Dustin FilloyFeatured ColumnistMarch 10, 2013

SYDNEY, AUSTRALIA - FEBRUARY 27:  Jon Fitch of the USA looks at the big screen after the first round in his fight against BJ Penn of the USA during their welterweight bout part of  UFC 127 at Acer Arena on February 27, 2011 in Sydney, Australia.  (Photo by Mark Kolbe/Getty Images)
Mark Kolbe/Getty Images

If a fighter who's never gone on a losing skid like Jon Fitch receives walking papers without ever experiencing a personal problem, then few in the UFC can claim the luxury of job security.

A former welterweight title challenger, Fitch went 14-3-1 in nearly eight years with the UFC. In that span, Fitch, unlike many contracted UFC fighters, never got arrested, failed a drug test, missed a press conference or showed up overweight for a fight.

Fifteen additional fighters with clean records got axed alongside Fitch, including UFC mainstays Jacob Volkmann and Vladimir Matyushenko.

So with the exception of attempting to win consistently, which Fitch obviously did for almost eight years, what measures must a UFC fighter take once inside the Octagon to preserve his or her contract?

Furthermore, what, if any, advantages or detriments accompany a fighter who's competing on the brink of dismissal?

Although an exact criteria for maintaining long-term career stability doesn't exist, UFC president Dana White tried to offer a blunt explanation on the subject while talking with reporters after the pre-fight press conference for UFC 157.

"Any guy out there.
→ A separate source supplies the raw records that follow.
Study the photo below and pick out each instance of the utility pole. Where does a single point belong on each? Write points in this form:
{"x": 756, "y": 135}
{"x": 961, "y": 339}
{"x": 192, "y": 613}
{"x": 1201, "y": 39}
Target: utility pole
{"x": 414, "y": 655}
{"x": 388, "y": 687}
Let me tell you what you better do—you better fight your f***ing ass off and make it good and win. That's the only way people want to see you."

In the wake of the unceremonious firing of Fitch, White also admitted that more promotional staples will soon get their pink slips.

"We have 470-something guys under contract. We have over 100 guys too many on the roster right now. The blood has not all been spilled yet. There's more coming."

However, White's colorful remarks shouldn't discourage fighters on the cusp of expulsion.

If anything, White's advice should serve as an unofficial black-and-white blueprint for those who are confused about the organization's lofty expectations.

White has made it quite evident both in interviews and through pertinent personnel decisions that enthralling fighters typically take precedence over the conservative variety. So self-aware fighters should always recognize instances when they're on the chopping block, and in those situations, they should perform accordingly.

Thus, if wins and losses come secondary to entertainment value, then a fighter who gets backed into a corner shouldn't feel as much pressure to execute a specific game plan or score a win.

Rather than fretting over prevailing, desperate fighters can simply concentrate on pleasing the UFC's brass, which obviously just entails putting on an action-packed brawl.

As for the fans, they're also in line to benefit from the desperation of bubble fighters. UFC fans seldom yearn to see a cerebral chess match, and if White gets his wish, they'll rarely have to witness one in these cases.

Those on the bubble have many reasons to adhere to White's sentiments and scrap with utter urgency, regardless of the bout's outcome. Truth be told, the UFC seems exponentially more inclined to stick with exciting losers than to part with dull winners.

After all, it's much easier to just try and put on a captivating fight than it is to win one.